2026年7月25日、26日にフォーミュラE史上初めての日本でのナイトレースを開催。チケット購入や最新情報は公式サイトをチェック。
https://jp.fiaformulae.com/
お台場・有明に残された、“エンタメアイランド”への余白
では、その舞台となるお台場や有明は、どんな場所なのか。サッシャ氏はエンターテインメント目線で、このエリアについて強い可能性を感じていた。
「お台場って、実はエンタメハブとしてのポテンシャルはすごく高いと思うんですよ」
都心に近いのに、少し距離がある。レインボーブリッジを渡るだけで、景色も空気も切り替わる。しかも区画が広く、まだ余白がある。ライブ、アリーナ、レース、アート、スポーツ。点在しているように見えるコンテンツを、もっと束ねていける余地がある。

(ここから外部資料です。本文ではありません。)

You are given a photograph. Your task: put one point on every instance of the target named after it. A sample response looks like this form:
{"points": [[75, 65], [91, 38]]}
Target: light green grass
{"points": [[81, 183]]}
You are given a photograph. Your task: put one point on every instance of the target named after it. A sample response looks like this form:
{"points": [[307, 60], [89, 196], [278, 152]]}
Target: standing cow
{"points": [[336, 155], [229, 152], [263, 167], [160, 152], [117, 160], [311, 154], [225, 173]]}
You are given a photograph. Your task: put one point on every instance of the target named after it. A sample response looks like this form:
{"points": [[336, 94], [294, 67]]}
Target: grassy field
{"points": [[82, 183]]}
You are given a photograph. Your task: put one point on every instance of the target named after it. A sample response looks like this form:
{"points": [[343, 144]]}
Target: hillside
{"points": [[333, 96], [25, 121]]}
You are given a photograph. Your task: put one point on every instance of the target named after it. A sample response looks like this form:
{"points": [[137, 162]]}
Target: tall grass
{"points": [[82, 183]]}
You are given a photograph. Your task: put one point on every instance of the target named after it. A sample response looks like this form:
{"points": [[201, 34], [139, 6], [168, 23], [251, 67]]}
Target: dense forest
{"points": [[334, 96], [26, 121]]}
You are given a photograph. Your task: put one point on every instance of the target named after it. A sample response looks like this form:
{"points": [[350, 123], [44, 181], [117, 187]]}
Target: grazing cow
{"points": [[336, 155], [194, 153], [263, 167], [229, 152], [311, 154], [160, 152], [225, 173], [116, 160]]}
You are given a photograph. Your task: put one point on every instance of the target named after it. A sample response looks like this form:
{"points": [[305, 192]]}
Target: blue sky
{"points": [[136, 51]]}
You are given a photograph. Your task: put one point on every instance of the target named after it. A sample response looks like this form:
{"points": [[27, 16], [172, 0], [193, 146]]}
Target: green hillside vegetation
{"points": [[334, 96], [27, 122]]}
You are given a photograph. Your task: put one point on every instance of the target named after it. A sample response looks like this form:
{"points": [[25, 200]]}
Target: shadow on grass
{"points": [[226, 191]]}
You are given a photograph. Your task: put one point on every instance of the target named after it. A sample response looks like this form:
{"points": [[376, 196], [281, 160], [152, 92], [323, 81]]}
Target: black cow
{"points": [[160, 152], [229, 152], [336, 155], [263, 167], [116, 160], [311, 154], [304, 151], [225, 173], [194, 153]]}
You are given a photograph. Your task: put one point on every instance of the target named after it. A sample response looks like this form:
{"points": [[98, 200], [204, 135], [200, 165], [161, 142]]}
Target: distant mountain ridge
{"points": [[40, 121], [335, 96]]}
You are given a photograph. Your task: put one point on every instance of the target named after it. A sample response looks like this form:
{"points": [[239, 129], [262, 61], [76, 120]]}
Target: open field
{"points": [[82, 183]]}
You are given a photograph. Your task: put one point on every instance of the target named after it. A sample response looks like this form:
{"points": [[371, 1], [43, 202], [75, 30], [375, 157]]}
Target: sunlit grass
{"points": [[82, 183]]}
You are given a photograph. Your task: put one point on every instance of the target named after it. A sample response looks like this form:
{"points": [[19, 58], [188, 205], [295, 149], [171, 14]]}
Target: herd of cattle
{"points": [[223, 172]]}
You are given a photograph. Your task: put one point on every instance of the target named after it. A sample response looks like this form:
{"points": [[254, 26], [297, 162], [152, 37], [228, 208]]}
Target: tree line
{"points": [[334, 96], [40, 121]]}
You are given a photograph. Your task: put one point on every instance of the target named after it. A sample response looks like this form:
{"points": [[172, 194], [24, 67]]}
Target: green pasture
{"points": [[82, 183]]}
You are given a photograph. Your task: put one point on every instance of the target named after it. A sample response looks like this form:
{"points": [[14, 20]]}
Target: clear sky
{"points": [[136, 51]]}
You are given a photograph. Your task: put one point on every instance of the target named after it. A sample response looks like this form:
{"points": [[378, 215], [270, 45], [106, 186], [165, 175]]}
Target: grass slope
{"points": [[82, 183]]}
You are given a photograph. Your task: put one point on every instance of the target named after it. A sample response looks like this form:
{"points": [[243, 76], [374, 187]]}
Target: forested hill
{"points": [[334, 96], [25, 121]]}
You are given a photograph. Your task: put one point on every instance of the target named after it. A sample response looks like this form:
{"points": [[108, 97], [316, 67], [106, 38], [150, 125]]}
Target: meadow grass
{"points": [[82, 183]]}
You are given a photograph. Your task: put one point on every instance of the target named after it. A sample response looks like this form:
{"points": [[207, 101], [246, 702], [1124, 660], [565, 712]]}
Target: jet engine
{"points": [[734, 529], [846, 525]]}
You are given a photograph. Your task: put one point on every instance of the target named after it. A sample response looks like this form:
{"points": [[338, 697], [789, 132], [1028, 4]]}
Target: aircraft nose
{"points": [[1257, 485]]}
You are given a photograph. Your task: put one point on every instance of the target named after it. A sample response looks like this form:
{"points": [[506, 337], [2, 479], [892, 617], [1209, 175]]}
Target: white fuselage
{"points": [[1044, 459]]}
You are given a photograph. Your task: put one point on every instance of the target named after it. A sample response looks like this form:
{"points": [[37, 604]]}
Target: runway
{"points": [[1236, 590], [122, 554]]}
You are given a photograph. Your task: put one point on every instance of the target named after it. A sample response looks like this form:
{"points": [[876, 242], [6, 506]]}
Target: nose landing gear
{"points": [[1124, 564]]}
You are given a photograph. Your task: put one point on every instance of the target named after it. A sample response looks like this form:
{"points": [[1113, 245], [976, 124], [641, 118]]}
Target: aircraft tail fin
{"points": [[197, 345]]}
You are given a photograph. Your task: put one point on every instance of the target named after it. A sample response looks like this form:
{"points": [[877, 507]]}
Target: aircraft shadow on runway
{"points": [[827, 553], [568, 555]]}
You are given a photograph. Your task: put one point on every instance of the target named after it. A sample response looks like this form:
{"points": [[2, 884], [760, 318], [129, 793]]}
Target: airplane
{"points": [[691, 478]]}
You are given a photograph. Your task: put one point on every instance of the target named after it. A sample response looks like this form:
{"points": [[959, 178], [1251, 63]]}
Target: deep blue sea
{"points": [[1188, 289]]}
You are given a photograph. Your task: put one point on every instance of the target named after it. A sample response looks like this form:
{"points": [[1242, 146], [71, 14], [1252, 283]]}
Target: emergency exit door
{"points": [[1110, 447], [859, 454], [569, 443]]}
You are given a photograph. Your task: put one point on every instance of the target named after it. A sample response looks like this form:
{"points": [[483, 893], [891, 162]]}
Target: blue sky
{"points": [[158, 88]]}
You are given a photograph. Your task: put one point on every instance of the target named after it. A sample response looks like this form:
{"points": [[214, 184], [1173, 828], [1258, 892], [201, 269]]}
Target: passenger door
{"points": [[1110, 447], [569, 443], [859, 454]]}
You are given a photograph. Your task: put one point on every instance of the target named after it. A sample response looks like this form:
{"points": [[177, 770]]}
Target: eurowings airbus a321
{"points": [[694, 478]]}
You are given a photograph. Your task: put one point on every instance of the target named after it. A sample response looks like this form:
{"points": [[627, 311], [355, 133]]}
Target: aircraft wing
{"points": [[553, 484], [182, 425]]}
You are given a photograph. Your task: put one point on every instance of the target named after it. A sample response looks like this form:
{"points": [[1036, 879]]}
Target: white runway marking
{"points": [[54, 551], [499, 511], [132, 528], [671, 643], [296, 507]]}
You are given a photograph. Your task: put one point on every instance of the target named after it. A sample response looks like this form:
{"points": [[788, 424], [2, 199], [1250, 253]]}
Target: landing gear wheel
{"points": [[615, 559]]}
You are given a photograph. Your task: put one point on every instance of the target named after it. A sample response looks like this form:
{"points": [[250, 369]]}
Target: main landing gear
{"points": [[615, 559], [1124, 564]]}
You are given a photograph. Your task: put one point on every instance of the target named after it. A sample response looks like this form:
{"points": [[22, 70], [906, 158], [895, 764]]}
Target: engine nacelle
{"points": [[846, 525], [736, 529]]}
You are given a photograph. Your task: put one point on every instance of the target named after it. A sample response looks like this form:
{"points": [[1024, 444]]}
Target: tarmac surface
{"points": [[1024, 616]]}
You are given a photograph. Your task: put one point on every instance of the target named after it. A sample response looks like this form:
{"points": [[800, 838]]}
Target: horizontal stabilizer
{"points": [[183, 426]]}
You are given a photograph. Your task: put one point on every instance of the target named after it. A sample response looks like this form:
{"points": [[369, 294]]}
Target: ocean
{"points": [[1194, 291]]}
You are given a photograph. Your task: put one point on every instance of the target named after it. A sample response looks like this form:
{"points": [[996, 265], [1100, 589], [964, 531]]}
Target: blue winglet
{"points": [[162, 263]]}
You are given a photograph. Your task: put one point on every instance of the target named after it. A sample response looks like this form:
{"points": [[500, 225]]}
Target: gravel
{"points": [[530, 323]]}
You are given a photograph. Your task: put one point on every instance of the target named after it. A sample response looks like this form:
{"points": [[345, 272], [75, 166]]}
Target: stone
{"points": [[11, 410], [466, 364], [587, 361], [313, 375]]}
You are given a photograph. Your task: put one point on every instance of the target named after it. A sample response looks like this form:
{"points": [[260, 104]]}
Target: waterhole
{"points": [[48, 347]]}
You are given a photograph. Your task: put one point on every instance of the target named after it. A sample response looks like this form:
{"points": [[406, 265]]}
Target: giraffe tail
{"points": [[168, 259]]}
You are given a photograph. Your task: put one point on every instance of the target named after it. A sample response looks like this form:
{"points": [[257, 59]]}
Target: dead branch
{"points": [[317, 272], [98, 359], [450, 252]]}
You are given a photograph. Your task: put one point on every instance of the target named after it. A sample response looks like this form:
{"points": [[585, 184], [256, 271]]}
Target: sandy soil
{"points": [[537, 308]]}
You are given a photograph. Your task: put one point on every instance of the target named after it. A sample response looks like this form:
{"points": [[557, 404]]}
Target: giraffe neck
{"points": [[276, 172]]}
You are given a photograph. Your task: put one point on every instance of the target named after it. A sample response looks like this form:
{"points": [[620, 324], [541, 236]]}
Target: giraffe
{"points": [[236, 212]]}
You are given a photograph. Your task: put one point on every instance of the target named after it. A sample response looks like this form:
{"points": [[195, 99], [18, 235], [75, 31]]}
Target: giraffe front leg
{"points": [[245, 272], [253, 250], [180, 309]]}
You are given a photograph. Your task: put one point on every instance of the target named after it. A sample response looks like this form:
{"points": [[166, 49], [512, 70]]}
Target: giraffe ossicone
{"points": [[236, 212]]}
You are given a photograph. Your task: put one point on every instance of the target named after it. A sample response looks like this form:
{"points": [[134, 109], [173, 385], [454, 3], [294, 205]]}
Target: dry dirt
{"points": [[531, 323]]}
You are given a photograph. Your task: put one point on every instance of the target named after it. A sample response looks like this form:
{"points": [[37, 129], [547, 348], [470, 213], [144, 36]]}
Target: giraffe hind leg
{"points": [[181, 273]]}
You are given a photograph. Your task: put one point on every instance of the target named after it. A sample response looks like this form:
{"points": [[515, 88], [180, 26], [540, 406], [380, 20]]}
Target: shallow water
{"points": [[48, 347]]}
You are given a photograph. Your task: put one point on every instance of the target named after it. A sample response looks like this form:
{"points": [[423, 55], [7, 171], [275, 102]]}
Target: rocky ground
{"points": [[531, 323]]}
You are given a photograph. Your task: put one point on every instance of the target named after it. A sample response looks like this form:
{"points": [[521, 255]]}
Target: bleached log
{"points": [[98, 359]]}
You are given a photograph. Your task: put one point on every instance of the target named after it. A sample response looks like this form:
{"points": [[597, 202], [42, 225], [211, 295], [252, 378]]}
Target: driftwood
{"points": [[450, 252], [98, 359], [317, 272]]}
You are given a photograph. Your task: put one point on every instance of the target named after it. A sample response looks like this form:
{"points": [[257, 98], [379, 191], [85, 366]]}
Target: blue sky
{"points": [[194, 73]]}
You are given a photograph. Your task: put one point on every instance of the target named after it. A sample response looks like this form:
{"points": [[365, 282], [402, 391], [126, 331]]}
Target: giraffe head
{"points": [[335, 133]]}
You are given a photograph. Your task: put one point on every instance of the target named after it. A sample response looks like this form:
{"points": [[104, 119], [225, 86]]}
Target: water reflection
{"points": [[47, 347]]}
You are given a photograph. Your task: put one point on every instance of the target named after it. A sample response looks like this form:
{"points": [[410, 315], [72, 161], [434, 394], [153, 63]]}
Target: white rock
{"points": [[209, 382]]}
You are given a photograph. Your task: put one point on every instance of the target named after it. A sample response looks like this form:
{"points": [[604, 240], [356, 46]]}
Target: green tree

「将来、エンタメアイランドみたいな成長が、もっと期待できる場所だと思うんですよね」
この言葉には大きな示唆がある。今後、東京がリピーターを生む都市になっていくとしたら、その鍵のひとつはベイエリアの編集力にあるのかもしれない。東京の中心に飛び込むだけではなく、少し離れた場所から、体験の前後まで含めて都市を楽しむ。お台場は、その新しい東京滞在の形を育てられる場所でもある。
ヒルトン東京お台場は、進化するベイエリアの余韻を受け止める場所へ
その時、ホテルの役割も大きく変わっていく。ヒルトン東京お台場は、単に景色の良いホテルではないとサッシャ氏。
「ライブやスポーツ、レースやアートで体験した興奮を、その余韻とともに浸る絶妙な距離感にあり、持ち帰れる場所ですよね。次の体験へとつながる起点にもなるはず」
都心に近い。けれど、少しだけ距離がある。その絶妙な立ち位置こそが、お台場に泊まる価値にもなるだろう。
サッシャ氏の言葉を追っていくと、日本の価値は派手な何か一つでできているわけではないことがよくわかる。安全であること。独特であること。そして、何度来ても違う楽しみがあること。そのすべてが重なった先に、いまの日本の魅力がある。
そして、その魅力を“また来たい理由”へ変えていく場所として、東京ベイエリアにはまだまだ大きな余白がある。ヒルトン東京お台場は、その変化を最も近くで受け止める場所のひとつなのかもしれない。お台場がエンタメアイランドへと進化していくなら、ここはその熱狂の渦中ではなく、体験の余韻を静かに持ち帰るための場所になる。次に東京へ来る理由を、少し先の未来へつないでくれるホテルとして。